In the development of this intervention, I have relied on analysis of statistics and pedagogical theories as well as my own personal experience of design interventions in the structuring of crit sessions. In applying action research (McNiff & Whitehead, 2010), I felt that a productive source of data collection would be my professional peers. After considering research methods I decided an appropriate research method would be interviews as they enable an in-depth exploration of educator’s perspectives, assumptions and decision-making processes.

Analysing Interview models

I interviewed three of my peers from the School of Media. We all teach undergraduate courses, which have similarities in unit briefs and assessment approaches, and all have crits as part of our embedded delivery. I considered two types of interviews: the Interview Guide Approach and Standardised Open-Ended Interviews (Patton, 1980).

I recognised that the Interview Guide Approach could provide more ‘naturalness’ (Woods, 1986). However, by applying such a spontaneous approach, I risked getting carried away and missing key data on the participants’ reflection on their practice.

Due to knowing the interviewees fairly well on a personal level I felt that the element of ‘trust’ (Woods, 1986) was already established, so I decided that Standardised Open-Ended Interviews would be most suitable as it would leave a window of spontaneity in the responses. This would hopefully result in exchanges being more fluid and organic, providing me with richer and more nuanced data than a completely closed approach.

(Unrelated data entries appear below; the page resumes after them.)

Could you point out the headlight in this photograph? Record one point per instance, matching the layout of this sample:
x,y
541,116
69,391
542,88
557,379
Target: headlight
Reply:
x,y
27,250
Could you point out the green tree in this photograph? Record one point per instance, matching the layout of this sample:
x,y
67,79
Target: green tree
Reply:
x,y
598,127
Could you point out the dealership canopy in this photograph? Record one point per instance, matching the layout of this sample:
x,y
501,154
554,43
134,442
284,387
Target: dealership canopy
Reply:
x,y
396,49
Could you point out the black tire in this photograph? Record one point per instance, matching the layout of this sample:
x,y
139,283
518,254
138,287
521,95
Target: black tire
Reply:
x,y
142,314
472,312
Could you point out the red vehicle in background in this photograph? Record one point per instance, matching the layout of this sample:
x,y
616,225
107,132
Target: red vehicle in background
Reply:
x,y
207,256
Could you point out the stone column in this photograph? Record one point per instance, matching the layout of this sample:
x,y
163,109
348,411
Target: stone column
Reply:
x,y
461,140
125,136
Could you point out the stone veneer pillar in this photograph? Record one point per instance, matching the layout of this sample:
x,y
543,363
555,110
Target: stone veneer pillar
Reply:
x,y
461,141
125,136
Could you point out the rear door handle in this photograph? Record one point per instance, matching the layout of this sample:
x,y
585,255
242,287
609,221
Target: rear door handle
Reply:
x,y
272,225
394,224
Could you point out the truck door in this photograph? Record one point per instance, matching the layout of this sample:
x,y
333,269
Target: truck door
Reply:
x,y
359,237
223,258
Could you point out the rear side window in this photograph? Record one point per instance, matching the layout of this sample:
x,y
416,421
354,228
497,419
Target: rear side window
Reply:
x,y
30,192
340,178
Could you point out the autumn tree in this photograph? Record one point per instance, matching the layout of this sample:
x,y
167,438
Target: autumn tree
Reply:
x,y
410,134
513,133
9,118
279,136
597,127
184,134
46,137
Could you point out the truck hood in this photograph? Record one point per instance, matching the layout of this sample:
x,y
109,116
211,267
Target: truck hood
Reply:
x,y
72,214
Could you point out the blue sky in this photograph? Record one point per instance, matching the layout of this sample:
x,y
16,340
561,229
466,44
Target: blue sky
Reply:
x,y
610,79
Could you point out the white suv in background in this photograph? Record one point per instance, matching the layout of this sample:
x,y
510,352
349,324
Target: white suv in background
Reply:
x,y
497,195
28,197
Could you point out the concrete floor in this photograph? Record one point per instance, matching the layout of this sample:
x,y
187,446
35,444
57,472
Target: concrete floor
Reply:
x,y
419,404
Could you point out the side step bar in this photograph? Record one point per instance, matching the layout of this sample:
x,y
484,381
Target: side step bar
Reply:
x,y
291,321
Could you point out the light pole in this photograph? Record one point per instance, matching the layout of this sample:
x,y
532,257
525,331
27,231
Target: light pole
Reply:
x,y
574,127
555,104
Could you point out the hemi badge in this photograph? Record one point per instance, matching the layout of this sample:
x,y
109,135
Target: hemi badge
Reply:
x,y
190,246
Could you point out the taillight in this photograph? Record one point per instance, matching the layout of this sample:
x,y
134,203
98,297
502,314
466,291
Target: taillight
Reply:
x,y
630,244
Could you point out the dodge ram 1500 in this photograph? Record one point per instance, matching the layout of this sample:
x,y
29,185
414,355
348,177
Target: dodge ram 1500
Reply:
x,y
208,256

However, its pre-determined interview schedule could ‘limit naturalness’ (Patton, 1980), something I would have to be aware of in the process.

Also, given our mutual institutional background I assumed that my interviewees wouldn’t be ‘neutral mirrors’ but that their ‘statements will still be impacted by professional roles and impression management’ (Alvesson, 2012). I hope that balancing prepared questions with openness to spontaneity in conversation, would reduce the chance of performance pressure.

Offline to Online

Given that my interviews were going to be a mix of online and offline (one in person, two on Teams) an awareness of the differences was important. My initial email contact to all interviewees was identical. I realised after my first in-person interview that further clarification would be sensible. I had not prepared my first interviewee (not sent interview schedule in advance, nor outlined topics further in an email response) but as this was in person and with an unlimited timeframe, we had the opportunity and time to do this prior to conducting the interview. Furthermore, drawing on Irvine, Drew & Sainsbury’s analysis of the differences between co-present and remote interviews (2013), I recognised that although my Teams interviews were visually face-to-face, they still shared several challenges typical of non-co-present modes, such as fewer non-verbal cues and increased need for clarification. To mitigate this, I provided interview questions in advance and began each session with a short summary of the project, which hopefully helped reduce uncertainty.

See attached the interview schedule [link].

See attached the links to the participant consent form [link] and information sheet [link].

Student feedback

Having not included student feedback in my previous intervention, I aimed to implement this in class a week after the crit session. This will be a key element in gauging the success of the intervention’s aspects as well as another opportunity for qualitative data collection. I aim to apply an evaluative process involving the following steps: perception, interpretation and evaluation (Gaertner, 2014). I’m also hoping the findings lead me to further theoretical exploration in successor research.

Bibliography

Alvesson, M. (2012) ‘Views on interviews: A skeptical review’, in Interpreting Interviews. London: SAGE Publications

Gaertner, H. (2014) ‘Effects of student feedback as a method of self-evaluating the quality of teaching’, Studies in Educational Evaluation, vol. 42.

Irvine, A., Drew, P., Sainsbury, R. (2013) ‘“Am I not answering your questions properly?” Clarification, adequacy and responsiveness in semi-structured telephone and face-to-face interviews’, Qualitative Research, SAGE Publications

McNiff, J. & Whitehead, J. (2010) You and your action research project. 3rd edn. London: Routledge.

Patton, M. Q. (1980) Qualitative evaluation methods, Beverly Hills, CA: Sage.

Woods, P. (1986) Inside schools: Ethnography in educational research, London: Routledge & Kegan Paul.